50 Ill. App. 306 | Ill. App. Ct. | 1893
Opinion or the Court,
The parties agree that in January, 1892, the appellant gave to the appellees an order for some shoes, to be manufactured by the appellees, like some samples. Shortly thereafter, whether within five or fifteen days is disputed, the appellant countermanded the order. The appellees refused to accept the countermand, and whether there was any subsequent arrangement by which the countermand was withdrawn is disputed; but the probability is that it was not.
Yet the appellees went on and made the shoes; sent them to the appellant, and he sent them back. The appellees refused to receive them, and the carrier stored them in his own warehouse.

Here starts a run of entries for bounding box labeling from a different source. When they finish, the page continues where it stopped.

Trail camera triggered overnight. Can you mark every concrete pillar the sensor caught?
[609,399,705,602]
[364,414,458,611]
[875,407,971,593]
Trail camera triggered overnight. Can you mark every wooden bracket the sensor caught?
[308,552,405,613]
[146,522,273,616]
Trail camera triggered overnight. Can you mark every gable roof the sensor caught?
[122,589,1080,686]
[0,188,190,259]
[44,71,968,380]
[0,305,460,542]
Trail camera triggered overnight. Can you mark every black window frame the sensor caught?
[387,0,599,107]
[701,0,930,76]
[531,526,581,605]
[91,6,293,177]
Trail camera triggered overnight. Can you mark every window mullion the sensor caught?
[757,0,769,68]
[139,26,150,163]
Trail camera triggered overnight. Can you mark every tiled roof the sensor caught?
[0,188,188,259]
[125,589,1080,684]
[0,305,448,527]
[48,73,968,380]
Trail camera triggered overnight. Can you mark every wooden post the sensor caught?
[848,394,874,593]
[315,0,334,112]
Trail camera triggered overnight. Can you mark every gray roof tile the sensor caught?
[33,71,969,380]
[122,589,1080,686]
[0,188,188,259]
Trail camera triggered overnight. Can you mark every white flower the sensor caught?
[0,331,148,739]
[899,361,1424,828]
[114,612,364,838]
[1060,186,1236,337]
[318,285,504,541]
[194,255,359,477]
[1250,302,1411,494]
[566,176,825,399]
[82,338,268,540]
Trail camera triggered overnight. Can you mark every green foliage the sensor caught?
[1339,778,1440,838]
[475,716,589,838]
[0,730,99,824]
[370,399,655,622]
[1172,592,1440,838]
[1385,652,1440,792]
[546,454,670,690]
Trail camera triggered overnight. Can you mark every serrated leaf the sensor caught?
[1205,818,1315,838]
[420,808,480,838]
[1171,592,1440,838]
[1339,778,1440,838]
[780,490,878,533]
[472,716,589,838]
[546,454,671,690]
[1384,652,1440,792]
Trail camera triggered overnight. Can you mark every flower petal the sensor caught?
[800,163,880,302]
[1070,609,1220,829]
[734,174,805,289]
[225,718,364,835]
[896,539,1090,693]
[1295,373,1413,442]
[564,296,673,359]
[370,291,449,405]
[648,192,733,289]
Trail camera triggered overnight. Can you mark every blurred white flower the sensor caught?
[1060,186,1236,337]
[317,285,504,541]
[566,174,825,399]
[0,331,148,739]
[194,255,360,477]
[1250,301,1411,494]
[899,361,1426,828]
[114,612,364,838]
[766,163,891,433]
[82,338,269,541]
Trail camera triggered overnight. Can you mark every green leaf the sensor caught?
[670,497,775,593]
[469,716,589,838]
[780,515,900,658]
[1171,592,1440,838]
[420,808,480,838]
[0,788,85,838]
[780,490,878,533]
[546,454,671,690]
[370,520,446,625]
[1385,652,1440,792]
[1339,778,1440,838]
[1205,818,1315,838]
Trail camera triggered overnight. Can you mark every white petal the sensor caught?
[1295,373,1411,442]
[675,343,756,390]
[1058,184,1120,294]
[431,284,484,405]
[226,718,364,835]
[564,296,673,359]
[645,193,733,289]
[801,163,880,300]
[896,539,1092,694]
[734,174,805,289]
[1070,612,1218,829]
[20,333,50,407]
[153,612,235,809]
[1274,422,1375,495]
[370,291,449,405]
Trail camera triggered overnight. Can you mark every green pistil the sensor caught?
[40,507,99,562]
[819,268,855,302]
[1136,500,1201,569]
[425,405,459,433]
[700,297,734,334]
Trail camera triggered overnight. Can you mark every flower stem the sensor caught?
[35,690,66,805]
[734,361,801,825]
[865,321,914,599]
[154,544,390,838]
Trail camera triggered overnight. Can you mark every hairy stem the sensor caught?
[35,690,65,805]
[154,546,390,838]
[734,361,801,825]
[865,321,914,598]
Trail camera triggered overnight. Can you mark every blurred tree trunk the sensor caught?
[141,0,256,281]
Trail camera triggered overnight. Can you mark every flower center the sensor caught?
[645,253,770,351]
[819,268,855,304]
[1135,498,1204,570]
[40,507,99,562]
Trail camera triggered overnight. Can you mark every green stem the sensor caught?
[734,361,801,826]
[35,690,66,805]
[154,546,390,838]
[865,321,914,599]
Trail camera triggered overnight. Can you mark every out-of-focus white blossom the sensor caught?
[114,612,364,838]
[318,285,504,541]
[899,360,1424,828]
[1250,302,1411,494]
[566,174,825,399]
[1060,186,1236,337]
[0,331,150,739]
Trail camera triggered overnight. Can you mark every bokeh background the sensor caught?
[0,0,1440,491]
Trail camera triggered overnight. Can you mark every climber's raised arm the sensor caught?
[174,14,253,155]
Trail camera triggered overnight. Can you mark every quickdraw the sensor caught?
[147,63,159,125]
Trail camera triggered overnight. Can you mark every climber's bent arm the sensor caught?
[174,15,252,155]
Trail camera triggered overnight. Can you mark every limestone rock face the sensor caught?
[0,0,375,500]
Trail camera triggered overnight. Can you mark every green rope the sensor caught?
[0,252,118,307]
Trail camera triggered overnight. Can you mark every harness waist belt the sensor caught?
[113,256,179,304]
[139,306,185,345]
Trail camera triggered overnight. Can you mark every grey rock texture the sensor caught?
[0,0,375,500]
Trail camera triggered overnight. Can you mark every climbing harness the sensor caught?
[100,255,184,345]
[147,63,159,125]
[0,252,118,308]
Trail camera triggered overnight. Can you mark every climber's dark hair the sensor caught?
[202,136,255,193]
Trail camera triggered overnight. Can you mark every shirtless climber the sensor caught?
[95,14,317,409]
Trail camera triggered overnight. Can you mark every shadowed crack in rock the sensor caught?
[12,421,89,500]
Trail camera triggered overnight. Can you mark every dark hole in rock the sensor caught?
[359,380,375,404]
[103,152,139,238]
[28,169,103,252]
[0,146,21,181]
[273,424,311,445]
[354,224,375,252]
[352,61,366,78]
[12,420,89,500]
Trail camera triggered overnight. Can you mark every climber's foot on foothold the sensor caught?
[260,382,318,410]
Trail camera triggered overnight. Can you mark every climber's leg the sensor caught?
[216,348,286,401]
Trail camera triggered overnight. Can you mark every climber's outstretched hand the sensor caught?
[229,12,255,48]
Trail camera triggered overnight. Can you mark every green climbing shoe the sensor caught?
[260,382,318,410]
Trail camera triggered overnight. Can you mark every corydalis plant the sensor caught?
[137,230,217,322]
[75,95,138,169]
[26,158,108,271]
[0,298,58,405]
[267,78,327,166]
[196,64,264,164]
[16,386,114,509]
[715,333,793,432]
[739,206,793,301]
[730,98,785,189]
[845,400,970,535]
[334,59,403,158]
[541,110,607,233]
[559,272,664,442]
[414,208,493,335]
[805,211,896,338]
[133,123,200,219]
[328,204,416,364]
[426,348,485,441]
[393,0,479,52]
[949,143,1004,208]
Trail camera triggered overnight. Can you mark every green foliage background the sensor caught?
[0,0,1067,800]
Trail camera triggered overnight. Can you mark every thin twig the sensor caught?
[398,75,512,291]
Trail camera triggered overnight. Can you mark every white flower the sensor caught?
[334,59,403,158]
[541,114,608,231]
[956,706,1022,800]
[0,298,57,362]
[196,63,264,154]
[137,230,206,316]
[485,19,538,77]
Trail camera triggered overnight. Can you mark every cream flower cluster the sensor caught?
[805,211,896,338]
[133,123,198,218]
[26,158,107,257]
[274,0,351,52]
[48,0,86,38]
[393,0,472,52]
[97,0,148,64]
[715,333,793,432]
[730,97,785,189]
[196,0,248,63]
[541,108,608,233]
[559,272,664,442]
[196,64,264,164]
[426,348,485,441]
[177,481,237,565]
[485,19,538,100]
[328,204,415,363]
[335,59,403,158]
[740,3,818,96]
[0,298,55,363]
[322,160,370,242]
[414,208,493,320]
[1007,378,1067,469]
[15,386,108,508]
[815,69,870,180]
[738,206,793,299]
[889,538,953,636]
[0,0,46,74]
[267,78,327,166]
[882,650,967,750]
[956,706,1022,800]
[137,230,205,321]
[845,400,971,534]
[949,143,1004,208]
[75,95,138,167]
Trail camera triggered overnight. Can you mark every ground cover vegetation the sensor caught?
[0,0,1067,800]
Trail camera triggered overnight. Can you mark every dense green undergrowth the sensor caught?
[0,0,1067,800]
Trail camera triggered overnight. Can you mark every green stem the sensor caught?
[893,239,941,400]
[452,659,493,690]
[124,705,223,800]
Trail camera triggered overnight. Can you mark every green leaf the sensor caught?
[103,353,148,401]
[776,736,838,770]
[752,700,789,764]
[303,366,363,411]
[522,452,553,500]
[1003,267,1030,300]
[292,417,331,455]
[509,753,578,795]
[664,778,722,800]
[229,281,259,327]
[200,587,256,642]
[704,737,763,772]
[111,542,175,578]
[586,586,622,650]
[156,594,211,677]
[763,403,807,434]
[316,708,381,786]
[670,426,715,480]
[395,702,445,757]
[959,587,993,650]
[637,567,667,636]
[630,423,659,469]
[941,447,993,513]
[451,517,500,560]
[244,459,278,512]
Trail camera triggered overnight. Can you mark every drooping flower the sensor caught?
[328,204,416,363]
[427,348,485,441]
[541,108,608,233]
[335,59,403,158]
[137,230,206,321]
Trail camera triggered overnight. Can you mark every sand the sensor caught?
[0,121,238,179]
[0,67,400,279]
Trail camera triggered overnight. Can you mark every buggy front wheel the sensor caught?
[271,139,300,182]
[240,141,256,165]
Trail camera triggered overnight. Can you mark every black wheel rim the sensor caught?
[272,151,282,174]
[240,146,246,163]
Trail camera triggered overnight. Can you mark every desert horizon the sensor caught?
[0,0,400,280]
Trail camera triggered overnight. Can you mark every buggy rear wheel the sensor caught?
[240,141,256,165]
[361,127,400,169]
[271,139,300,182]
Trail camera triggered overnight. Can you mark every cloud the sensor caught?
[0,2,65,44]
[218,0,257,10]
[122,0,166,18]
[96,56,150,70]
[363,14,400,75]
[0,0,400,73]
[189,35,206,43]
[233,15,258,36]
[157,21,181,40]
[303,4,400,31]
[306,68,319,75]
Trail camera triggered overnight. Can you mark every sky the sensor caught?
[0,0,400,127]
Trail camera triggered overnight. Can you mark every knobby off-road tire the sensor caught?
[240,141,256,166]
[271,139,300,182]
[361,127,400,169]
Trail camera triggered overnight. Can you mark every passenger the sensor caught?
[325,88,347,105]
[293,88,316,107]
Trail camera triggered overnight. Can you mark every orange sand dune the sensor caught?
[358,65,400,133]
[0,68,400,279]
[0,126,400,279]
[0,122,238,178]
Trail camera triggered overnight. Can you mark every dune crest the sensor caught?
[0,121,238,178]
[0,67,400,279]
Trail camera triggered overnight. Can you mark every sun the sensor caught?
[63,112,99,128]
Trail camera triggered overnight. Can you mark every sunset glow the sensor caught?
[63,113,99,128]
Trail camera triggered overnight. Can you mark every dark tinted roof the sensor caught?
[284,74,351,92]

The appellees sued for goods sold and delivered, and the court instructed the jury for them as follows :
“ If the jury believe from the evidence that the defendant gave the plaintiffs an order for the goods in question, and that the plaintiffs accepted said order, and that the goods in question were sold by the plaintiffs to the defendant by sample, at a price agreed upon between the plaintiffs and defendant, and that the plaintiffs delivered the goods to the defendant, and that the goods so delivered to the defendant corresponded with the sample of the goods by which they were sold (if the jury believe from the evidence they were sold by sample), then the court instructs the jury as a matter of law, that the plaintiffs are entitled to recover in this action the price of the goods so agreed upon by the plaintiffs and defendant as aforesaid (if the jury ■believe from the evidence that the price was agreed upon); and upon the facts above supposed, if the jury believe from the evidence that they are facts, the defendant had no right to countermand his order for the goods, or to return the goods to the plaintiffs.”
This was error. The appellant had the right to break his contract upon the terms of being responsible to the appellees for the profits they would have made by, and whatever loss there was upon, so much as they had done toward the execution of the contract. Horr v. Slavik, 35 Ill. App. 140.
■ Those damages can not be recovered without a special count upon the contract. Brand v. Henderson, 107 Ill. 141.
Sending the goods to the appellant against his will, was •no delivery that bound him to accept them. Contracts can not be specifically performed vi et armis.
The judgment is reversed and the cause remanded.